PLoS One. 2022 Mar 17;17(3):e0265602. doi: 10.1371/journal.pone.0265602. eCollection 2022.

Authors

Bojan Evkoski^{1

2}, Andraž Pelicon^{1

2}, Igor Mozetič¹, Nikola Ljubešić^{1

3}, Petra Kralj Novak¹

Affiliations

¹ Department of Knowledge Technologies, Jozef Stefan Institute, Ljubljana, Slovenia.
² Jozef Stefan International Postgraduate School, Ljubljana, Slovenia.
³ Faculty of Information and Communication Sciences, University of Ljubljana, Ljubljana, Slovenia.

Abstract

We address a challenging problem of identifying main sources of hate speech on Twitter. On one hand, we carefully annotate a large set of tweets for hate speech, and deploy advanced deep learning to produce high quality hate speech classification models. On the other hand, we create retweet networks, detect communities and monitor their evolution through time. This combined approach is applied to three years of Slovenian Twitter data. We report a number of interesting results. Hate speech is dominated by offensive tweets, related to political and ideological issues. The share of unacceptable tweets is moderately increasing with time, from the initial 20% to 30% by the end of 2020. Unacceptable tweets are retweeted significantly more often than acceptable tweets. About 60% of unacceptable tweets are produced by a single right-wing community of only moderate size. Institutional Twitter accounts and media accounts post significantly less unacceptable tweets than individual accounts. In fact, the main sources of unacceptable tweets are anonymous accounts, and accounts that were suspended or closed during the years 2018-2020.

Publication types

Research Support, Non-U.S. Gov't

MeSH terms

Communications Media*
Hate
Humans
Language
Social Media*
Speech

Grants and funding

The authors acknowledge financial support from the Slovenian Research Agency (research core funding no. P2-103 and P6-0411), the Slovenian Research Agency and the Flemish Research Foundation bilateral research project LiLaH (grant no.
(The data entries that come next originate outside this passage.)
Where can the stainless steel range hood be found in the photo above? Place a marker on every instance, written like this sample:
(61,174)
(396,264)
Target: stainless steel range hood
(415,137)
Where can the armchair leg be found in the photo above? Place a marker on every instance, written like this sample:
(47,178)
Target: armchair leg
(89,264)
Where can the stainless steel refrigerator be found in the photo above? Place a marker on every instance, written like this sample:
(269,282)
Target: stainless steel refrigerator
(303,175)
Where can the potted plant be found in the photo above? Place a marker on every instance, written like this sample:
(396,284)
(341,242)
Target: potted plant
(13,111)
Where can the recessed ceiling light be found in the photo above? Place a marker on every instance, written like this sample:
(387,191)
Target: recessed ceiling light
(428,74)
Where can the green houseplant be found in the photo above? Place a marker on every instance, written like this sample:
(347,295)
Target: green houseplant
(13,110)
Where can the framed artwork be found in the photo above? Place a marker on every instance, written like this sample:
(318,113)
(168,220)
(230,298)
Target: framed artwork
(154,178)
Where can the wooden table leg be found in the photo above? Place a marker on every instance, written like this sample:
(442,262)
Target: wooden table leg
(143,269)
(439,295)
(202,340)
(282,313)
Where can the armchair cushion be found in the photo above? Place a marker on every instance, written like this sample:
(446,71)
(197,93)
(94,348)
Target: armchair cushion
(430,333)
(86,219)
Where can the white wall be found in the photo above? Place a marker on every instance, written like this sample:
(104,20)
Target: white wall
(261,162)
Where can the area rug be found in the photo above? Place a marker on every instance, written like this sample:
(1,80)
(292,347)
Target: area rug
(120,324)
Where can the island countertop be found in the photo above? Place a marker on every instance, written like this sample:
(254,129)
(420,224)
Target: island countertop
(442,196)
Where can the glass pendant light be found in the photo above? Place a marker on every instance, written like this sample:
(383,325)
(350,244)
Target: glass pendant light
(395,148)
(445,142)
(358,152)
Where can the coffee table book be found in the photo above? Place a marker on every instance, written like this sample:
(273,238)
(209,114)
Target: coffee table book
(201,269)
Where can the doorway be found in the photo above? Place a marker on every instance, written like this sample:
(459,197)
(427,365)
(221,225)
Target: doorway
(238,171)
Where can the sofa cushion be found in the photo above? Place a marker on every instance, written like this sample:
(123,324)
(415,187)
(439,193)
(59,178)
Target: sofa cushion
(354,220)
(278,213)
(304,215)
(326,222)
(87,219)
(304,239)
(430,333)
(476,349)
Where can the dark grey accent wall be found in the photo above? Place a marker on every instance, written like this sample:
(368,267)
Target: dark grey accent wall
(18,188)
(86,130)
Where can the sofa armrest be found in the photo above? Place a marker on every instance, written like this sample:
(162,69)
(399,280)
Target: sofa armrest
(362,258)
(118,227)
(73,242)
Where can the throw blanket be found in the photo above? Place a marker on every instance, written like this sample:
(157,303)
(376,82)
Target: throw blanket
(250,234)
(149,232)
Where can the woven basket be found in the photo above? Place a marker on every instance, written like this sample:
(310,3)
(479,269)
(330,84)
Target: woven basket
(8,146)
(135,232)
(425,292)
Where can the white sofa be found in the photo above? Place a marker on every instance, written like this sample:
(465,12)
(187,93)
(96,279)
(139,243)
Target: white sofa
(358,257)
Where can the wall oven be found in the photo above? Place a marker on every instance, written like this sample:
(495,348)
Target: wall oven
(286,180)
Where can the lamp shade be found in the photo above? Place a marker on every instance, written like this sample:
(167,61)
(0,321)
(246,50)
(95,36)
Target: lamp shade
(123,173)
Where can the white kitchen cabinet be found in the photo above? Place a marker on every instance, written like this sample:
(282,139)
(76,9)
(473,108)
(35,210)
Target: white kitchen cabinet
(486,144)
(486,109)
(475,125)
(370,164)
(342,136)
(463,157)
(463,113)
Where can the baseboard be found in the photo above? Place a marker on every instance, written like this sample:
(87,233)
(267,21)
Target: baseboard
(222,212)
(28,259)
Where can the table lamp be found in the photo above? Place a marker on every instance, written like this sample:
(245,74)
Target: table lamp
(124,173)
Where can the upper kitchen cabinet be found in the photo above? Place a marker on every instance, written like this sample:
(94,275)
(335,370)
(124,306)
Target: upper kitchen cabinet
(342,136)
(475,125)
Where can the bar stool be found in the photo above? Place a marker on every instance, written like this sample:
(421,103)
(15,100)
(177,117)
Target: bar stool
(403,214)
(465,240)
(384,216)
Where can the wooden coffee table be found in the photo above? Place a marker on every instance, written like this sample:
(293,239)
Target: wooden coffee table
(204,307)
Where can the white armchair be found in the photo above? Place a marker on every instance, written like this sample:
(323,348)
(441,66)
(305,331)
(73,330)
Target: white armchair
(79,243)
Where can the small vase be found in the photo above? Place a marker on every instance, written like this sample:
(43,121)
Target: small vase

ARRS-N6-0099 and FWO-G070619N), and the European Union’s Rights, Equality and Citizenship Programme (2014-2020) project IMSyPP (grant no. 875263). The European Commission’s support for the production of this publication does not constitute an endorsement of the contents, which reflect the views only of the authors, and the Commission cannot be held responsible for any use which may be made of the information contained therein.